Marchand de glaces à Taksim

Charme des passages couverts de Taksim

Ambiance à Taksim

Le célèbre pub irlandais de Taksim

Ici, l’Histoire se lit à ciel ouvert. L’ancienne Byzantion du XII è siècle av JC, devenue Byzance et la capitale des puissants « basileus » d’abord alliés puis rivaux de Rome, prit le nom de Constantinople quand l’empereur Constantin en fit sa capitale en 233 ap. JC. Lorsque déferlèrent les hordes turques venues d’Asie Centrale, la ville tomba entre leurs mains et devint à partir de 1453, sous le nom de Stanboul, le centre du puissant empire ottoman.
Entre 1923 et 1938, le plus populaire général du dernier sultan ottoman, plus tard connu sous le nom d’Atatürk, le Père des Turcs, bouleversa le système et fonda la Turquie moderne en déposant le sultan et en abolissant le califat. Il fit de cet empire religieux une république laïque quoique en large majorité musulmane, il accorda bien avant la France le droit de vote aux femmes et se tourna vers l’Occident, sans toutefois renier ses origines. De même que les remparts byzantins s’étaient appuyés aux murailles romaines et que les églises orthodoxes, dont la fastueuse Sainte-Sophie, avaient été flanquées de minarets, la ville nouvelle commença à planter ses tours sans rien détruire. Les vestiges d’un passé prestigieux continuent de bien cohabiter sans briser le charme magique d’Istanbul, tandis qu’à Taksim éclosent bars et boutiques branchées.
Escalier de secours dans une rue de Taksim

Restaurant dans une galerie de Taksim
Vue d'Istanbul depuis l'hôtel Marmara

Le palais de Ciragan reflété dans l'eau de la piscine
Dans la suite impériale, le salon victorien

Au pied du Marmara Hotel à l’opulence toute orientale, on suit le tramway filant par la rue Istikhal. Par cette large artère piétonnière surencombrée, on se faufile dans ce quartier de Taksim où les ados en jeans et mini jupes consomment de la marque : Top Ship, Lush, Mango, Adidas… Partout s’ouvrent de ravissants passages Art Déco regorgeant de bars, restaurants, galeries de peinture contemporaine ou de photos. Dans l’immeuble Art Déco dit « la maison égyptienne » s’abritent galeries contemporaines et restaurant tendance tel le 360, d’où la vue est également superbe. Dans les nouveaux quartiers poussent comme des champignons des outlet centers, comme cet Olivium éclos dans la périphérie de Zeytinburnu.
Le nouveau métro, qui ne cesse d’ailleurs de s’agrandir, permet de circuler facilement dans ce grouillement de vie. C’est d’ailleurs en travaillant à l’extension de ce métro vers l’ouest des rives de la mer de Marmara que les ouvriers découvrirent, il y a six ans, les vestiges, à Yenikapi, de l’ancien port de Théodose. Sans arrêter les travaux en cours, une équipe de 21 archéologues et 205 ouvriers continue aujourd’hui à fouiller une aire de 58 000 m2 livrant peu à peu ses secrets. Amphores, jarres, monnaies, ossements s’entassent dans des containers dûment numérotés, tandis que sous une vaste tente, les archéologues reconstituent morceau par morceau la quille d’une nouvelle découverte.

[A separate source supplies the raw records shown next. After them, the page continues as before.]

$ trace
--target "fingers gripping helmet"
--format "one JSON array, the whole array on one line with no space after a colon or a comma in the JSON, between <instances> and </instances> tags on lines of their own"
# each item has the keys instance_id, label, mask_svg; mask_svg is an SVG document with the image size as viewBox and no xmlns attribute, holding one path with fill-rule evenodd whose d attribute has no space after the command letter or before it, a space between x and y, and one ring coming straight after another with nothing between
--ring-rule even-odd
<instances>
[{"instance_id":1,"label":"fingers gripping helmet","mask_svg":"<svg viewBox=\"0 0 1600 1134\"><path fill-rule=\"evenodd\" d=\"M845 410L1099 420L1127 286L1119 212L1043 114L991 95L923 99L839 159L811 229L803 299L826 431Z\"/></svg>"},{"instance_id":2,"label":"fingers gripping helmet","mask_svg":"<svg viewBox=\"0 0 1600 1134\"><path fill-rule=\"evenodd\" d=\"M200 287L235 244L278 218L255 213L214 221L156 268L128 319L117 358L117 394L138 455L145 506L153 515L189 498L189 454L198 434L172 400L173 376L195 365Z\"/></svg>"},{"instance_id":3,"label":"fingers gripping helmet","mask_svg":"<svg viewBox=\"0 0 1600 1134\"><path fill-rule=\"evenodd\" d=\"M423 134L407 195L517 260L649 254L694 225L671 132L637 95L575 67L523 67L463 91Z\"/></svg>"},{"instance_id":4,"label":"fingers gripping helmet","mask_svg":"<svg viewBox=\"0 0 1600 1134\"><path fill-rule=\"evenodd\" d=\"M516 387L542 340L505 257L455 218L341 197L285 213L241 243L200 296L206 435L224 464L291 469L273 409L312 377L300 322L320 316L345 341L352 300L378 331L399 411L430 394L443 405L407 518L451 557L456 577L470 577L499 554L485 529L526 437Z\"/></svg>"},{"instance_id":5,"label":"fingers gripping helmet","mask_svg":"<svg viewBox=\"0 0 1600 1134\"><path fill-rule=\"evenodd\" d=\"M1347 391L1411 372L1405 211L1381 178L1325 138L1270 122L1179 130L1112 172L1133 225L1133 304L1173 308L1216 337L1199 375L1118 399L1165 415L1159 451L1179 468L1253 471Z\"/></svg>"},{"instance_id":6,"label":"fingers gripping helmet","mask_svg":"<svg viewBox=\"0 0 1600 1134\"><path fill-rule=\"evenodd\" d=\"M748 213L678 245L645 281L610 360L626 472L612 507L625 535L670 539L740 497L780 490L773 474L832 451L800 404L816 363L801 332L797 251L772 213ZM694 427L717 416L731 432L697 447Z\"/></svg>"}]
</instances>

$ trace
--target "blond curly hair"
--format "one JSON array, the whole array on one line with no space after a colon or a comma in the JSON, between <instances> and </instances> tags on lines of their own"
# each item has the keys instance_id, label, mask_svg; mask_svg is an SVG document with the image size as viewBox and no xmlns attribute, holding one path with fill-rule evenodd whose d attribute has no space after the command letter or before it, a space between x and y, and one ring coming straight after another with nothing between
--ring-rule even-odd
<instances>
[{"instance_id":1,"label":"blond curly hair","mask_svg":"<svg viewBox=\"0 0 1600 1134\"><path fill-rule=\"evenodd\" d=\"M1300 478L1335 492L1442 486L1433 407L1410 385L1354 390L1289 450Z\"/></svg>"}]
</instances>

Dans la Vieille Ville, les vestiges de trois empires

Trois amies de styles différents

La Vieille Ville, presqu’île fermée au sud et à l’est par la mer de Marmara, bordée au nord par le Bosphore et à l’ouest par la Corne d’Or, a pu, à cause du vaste espace existant au nord comme à l’ouest et à l’est, garder intacts les vestiges de trois empires : romain, byzantin, puis ottoman. Il faut errer à pied par les petites ruelles de la colline de Sultan Ahmet regorgeant de mosquées, marchés et belles fontaines, jardins plantés de cyprès et de roses. La visite commence en général place de l’Hippodrome, là où les Romains organisaient leurs courses de chars, pour se continuer par cette merveille de grâce et de légèreté, la Mosquée Bleue aux 22 000 carreaux de faïences azurées. En face s’élève Sainte-Sophie, audacieuse basilique byzantine à la large coupole édifiée en cinq ans, à partir de l’an 532, par l’empereur Justinien Ier. C’est des galeries du premier étage que l’on voit le mieux l’orgueilleux étalement de Sainte-Sophie et les détails des mosaïques formant les hiératiques visages des saints byzantins. Dans toute la ville, il n’y a que l’église de Saint-Sauveur in Chora pour rivaliser avec les siennes.
L’est de la Vieille Ville est occupé par le vaste palais de Topkapi, à la fois résidence des sultans ottomans à partir de Soliman le Magnifique, siège de l’appareil étatique, demeure des sultanes, des quelques trois cents femmes du harem impérial et des eunuques qui les servaient. Il était gardé par les Janissaires, redoutables guerriers formant une caste à part. On ne trouve aucun bâtiment pompeux dans les jardins et les différentes cours de Topkapi, mais une succession de kiosques richement ouvragés, à la délicatesse digne d’un conte des Mille et Une Nuits. Il faut se perdre dans les dédales du harem ou admirer les fabuleux diamants et émeraudes du Trésor.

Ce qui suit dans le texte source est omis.